Clojure Markdown Parsing Benchmarks

July 13, 2020

I am working on setting up a new system for publishing content. I have a few different categories of content that I’m interested in creating. I’ll have to determine exactly what the taxonomy will be, but the broad categories will probably be computers, mountain biking, and more personal stuff including relationships and religion. The first step towards this new system is just to replace the technology behind this website.

This website is currently generated statically using a very old version of jekyll/octopress. Static site generation is really nice, but I think I’m going to want to add some more interactive features like small applications. Therefore, I decided to replace this static site generation approach with a Clojure application.

Since these posts currently are all written in markdown and then parsed and rendered into HTML before being served statically via nginx, I wanted to check to see how expensive it would be to parse and render the markdown into HTML on every page load. To evaluate, I used a couple of handy Clojure libraries - markdown-clj and criterium. Using markdown-clj it was fairly trivial to replicate the functionality of the markdown processing of octopress. It is even has the ablility to parse the metadata at the top of the markdown files. For example, this is the metadata that I have at the top of this post:

---
layout: post
title: "Clojure Markdown Parsing Benchmarks"
date: 2020-07-13 10:45:32 -0700
comments: true
categories:
  - clojure
  - programming
---

To parse that metadata, I simply had to pass in the :parse-meta? true option when parsing, like this:

(md/md-to-html file-name writer :parse-meta? true :reference-links? true)

Then the metadata is parsed nicely into a map for me:

:metadata #ordered/map ([:layout "post"] [:title "Clojure Markdown Parsing Benchmarks"] [:date "2020-07-13 10:45:32 -0700"] [:comments true] [:categories "clojure programming"])

You can see more detail in the source code on github.

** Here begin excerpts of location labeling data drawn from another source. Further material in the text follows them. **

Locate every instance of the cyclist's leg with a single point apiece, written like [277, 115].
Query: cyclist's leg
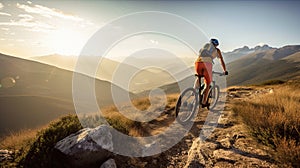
[207, 79]
[198, 68]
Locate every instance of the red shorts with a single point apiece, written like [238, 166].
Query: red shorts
[206, 68]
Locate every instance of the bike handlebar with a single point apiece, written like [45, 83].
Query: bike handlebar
[219, 73]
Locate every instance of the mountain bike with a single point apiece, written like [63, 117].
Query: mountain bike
[191, 98]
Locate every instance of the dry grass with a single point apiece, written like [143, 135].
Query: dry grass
[38, 144]
[274, 120]
[16, 140]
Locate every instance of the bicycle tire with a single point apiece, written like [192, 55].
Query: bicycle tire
[184, 108]
[213, 97]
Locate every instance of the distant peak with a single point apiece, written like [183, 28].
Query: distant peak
[262, 47]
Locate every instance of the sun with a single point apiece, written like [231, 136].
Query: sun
[67, 41]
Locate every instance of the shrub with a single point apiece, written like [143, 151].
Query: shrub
[40, 153]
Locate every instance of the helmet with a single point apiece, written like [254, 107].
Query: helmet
[214, 41]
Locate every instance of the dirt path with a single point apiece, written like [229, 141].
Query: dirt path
[229, 145]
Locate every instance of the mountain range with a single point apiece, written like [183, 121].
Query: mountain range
[34, 93]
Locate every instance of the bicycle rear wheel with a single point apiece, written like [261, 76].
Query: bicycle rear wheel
[186, 105]
[213, 96]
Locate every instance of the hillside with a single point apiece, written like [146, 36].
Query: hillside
[240, 52]
[231, 144]
[145, 72]
[282, 63]
[32, 93]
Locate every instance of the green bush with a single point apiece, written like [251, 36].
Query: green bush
[40, 153]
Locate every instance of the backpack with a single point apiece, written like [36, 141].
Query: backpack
[207, 50]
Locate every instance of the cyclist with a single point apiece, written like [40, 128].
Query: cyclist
[203, 66]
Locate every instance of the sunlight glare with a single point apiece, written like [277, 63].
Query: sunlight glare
[67, 42]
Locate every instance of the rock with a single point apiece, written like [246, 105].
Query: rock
[151, 149]
[110, 163]
[86, 148]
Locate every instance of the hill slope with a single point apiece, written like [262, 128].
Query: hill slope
[32, 93]
[282, 63]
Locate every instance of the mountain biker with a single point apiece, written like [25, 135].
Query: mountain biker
[203, 66]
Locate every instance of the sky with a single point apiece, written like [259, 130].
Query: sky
[44, 27]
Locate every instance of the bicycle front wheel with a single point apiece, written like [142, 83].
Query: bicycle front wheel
[213, 96]
[186, 105]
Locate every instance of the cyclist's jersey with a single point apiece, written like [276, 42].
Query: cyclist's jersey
[216, 53]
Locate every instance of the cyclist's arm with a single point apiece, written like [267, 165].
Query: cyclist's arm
[222, 60]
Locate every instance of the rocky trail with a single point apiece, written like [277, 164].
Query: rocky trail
[229, 145]
[227, 142]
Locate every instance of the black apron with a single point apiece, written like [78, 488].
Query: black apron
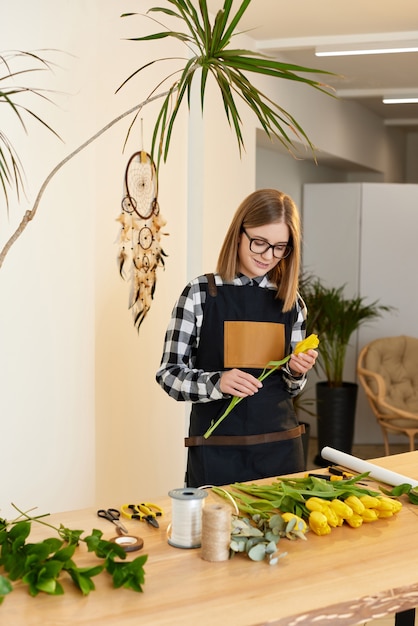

Finally, I created an uberjar using lein uberjar, uploaded it to the DigitalOcean machine I intend to use, and ran the benchmark using criterium:

(crit/with-progress-reporting (crit/bench (md/parse-post "posts/2012-03-13-on-the-uncertainty-of-everything.md") :verbose))

Because of this issue, I also had to call flush afterwards to get the output to display correctly. Again, you can see more detail on github.

Once I ran the benchmark, criterium gave me some useful results:

Evaluation count : 3240 in 60 samples of 54 calls.
      Execution time sample mean : 19.447409 ms
             Execution time mean : 19.449686 ms
Execution time sample std-deviation : 909.567764 µs
    Execution time std-deviation : 928.443124 µs
   Execution time lower quantile : 18.431349 ms ( 2.5%)
   Execution time upper quantile : 21.718663 ms (97.5%)
                   Overhead used : 2.936410 ns

Found 5 outliers in 60 samples (8.3333 %)
        low-severe       4 (6.6667 %)
        low-mild         1 (1.6667 %)
 Variance from outliers : 33.6000 % Variance is moderately inflated by outliers

I can see there that it takes about 20ms to parse a typical markdown file for one of my blog posts. That would mean that, ignoring other overhead for serving a webpage, I could serve about 50 pages per second. That seems more than acceptable for the amount of traffic I expect to receive on this blog.